POW Bracelets

Physical Description
Three bracelets.
Specific History
Worn to honor and increase awareness of POW/MIA soldiers. Traditionally, these bracelets were worn until the POW returned to the United States at which time the bracelet was presented to the former prisoner.
General History
The idea for POW bracelets originated in 1970. Carol Bates Brown and Kay Hunter were college students looking to support U.S. troops in Vietnam without being involved in the controversy of demonstrations and protests. Through their student group VIVA (Voices in Vital America), they were able to distribute millions of bracelets and other memorabilia nationwide.
POWs in the Public Eye
During the Vietnam War, American prisoners were a focus of public attention as never before.

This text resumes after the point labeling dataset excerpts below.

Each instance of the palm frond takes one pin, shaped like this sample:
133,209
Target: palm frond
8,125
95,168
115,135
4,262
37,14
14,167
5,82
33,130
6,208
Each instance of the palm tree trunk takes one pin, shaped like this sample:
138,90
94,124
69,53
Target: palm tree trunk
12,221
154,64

Over 4,000 Americans were captured during World War I; more than 130,000 were taken prisoner during World War II; 7,000-plus were held in Korea. The American public knew little of their plight. But Americans were painfully aware of the 726 who were prisoners of war in Vietnam. The North Vietnamese paraded them in a sophisticated propaganda campain to erode public support for the war. POW families launched awareness campaings, and the media gave the POW situation extensive coverage. At the war's end, 661 returned home. Some Americans believe that thousands more "missing in action" were left behind.

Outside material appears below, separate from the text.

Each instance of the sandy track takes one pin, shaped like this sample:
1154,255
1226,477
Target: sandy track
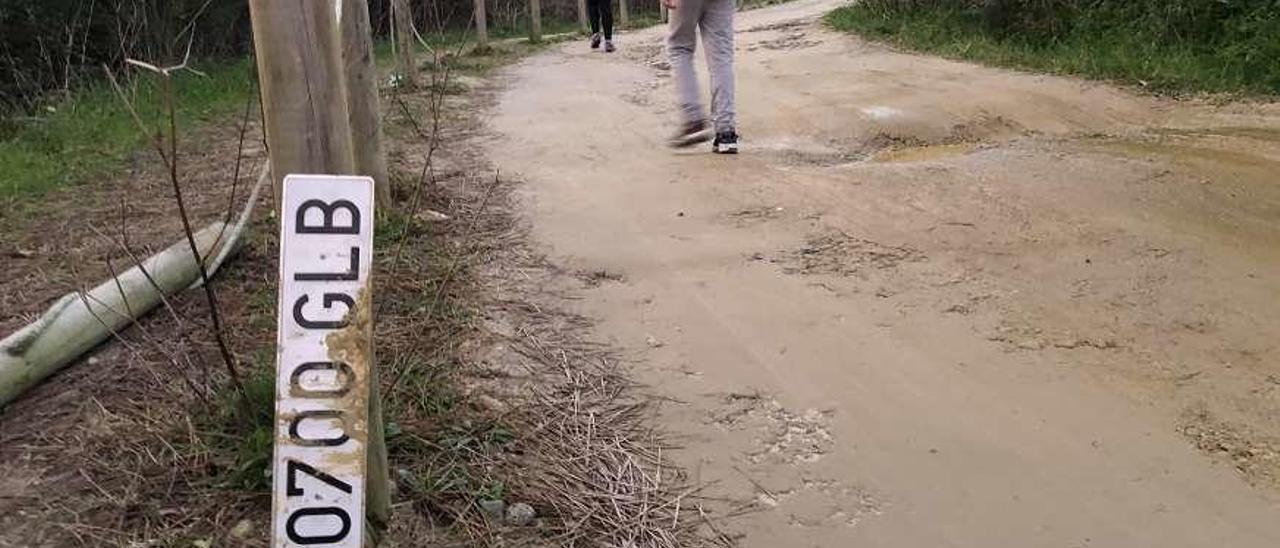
931,304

20th Century Prisoners of War
World War I: 4,120 captured; 3,973 returned
World War II: 130,201 captured; 116,129 returned
Korea: 7,140 captured; 4,418 returned
Vietnam: 726 captured; 661 returned
Currently not on view
date made
ca 1970
remembered on bracelet
Grubb, Newk
Associated Place
United States
Physical Description
metal (overall material)
overall: 1/2 in x 3 in x 2 in; 1.27 cm x 7.62 cm x 5.08 cm
ID Number
accession number
catalog number
related event
Vietnam War
Postwar United States
See more items in
Armed Forces History: Armed Forces History, Military
Data Source
National Museum of American History


I have a bracelet my mother wore in honor of her dear friend who was MIA (he was a pilot and his plane went down 8/1/68). In addition to the engraving, the bracelet has a round white sticker with a blue star in the middle. Do you know the significance of the sticker? Thank you so much!!

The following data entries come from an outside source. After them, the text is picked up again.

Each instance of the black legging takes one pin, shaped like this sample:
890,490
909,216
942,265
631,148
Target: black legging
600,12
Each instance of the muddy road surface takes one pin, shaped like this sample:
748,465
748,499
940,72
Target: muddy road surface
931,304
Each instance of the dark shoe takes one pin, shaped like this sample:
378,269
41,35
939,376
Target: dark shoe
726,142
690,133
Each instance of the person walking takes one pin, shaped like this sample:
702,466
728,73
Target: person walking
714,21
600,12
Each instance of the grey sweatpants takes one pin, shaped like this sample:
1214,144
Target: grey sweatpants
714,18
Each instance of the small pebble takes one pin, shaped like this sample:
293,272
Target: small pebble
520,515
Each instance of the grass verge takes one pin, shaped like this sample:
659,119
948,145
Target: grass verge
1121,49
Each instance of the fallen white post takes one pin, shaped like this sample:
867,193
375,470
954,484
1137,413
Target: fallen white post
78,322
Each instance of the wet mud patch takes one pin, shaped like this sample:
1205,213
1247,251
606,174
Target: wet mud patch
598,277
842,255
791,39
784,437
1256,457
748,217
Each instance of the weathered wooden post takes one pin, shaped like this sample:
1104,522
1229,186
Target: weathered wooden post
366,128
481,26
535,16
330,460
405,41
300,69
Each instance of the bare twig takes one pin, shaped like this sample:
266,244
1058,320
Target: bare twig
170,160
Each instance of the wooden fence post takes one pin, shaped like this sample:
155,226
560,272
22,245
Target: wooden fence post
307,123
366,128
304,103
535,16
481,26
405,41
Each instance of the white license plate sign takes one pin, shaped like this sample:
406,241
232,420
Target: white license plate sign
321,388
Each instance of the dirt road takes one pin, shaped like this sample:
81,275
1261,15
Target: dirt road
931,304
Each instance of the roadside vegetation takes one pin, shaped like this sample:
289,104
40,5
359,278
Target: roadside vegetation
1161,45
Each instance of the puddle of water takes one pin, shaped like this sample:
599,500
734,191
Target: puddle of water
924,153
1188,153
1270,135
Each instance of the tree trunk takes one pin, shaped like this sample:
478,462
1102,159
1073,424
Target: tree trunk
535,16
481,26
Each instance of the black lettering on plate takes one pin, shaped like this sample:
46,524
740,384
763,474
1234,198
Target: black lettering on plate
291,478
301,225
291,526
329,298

A blue star on a white background indicated the person was MIA. A white star on a blue background indicated the person was a POW.
I have a question regarding the red POW bracelets, when did they come to be produced and what is the significance of the red bracelet instead of the original nickel plated or copper bracelets?
I have a p.o.w. bracelet with the name Raymond Bobe captured 3/16/69. I have had it for years. If any relatives of this brave hero read this I would like to send it to you to honor him.
I wore a bracelet in the 70's . The name on the bracelet was Captain Ariel Cross. I never knew what became of him.. If you know anything I would appreciate it.
Here are some links for you: http://www.virtualwall.org/dc/CrossAL01a.htm http://www.vvmf.org/Wall-of-Faces/11223/ARIEL-L-CROSS If you scroll down on this page, there is a memorial and information on what happened, along to a link with more photos. https://www.findagrave.com/memorial/63599131
Is there a registry listing what bracelet/pow name went to whom? I wore one in the early 1970s, but cannot remember the name. He did come back alive though! This question is concerning the Vietnam War pow/Mia bracelets ordered and worn by US citizens until the prisoners were released.
"My first POW/MIA bracelet was for Lt. Cole Black. The night that the three jet air liners brought our soldiers home from the Hanoi Hilton, he was on the third plane and I cried like a baby. I sent him my bracelet and received a picture of he and his wife standing next to a Christmas tree decorated with his POW/MIA bracelets sent to him."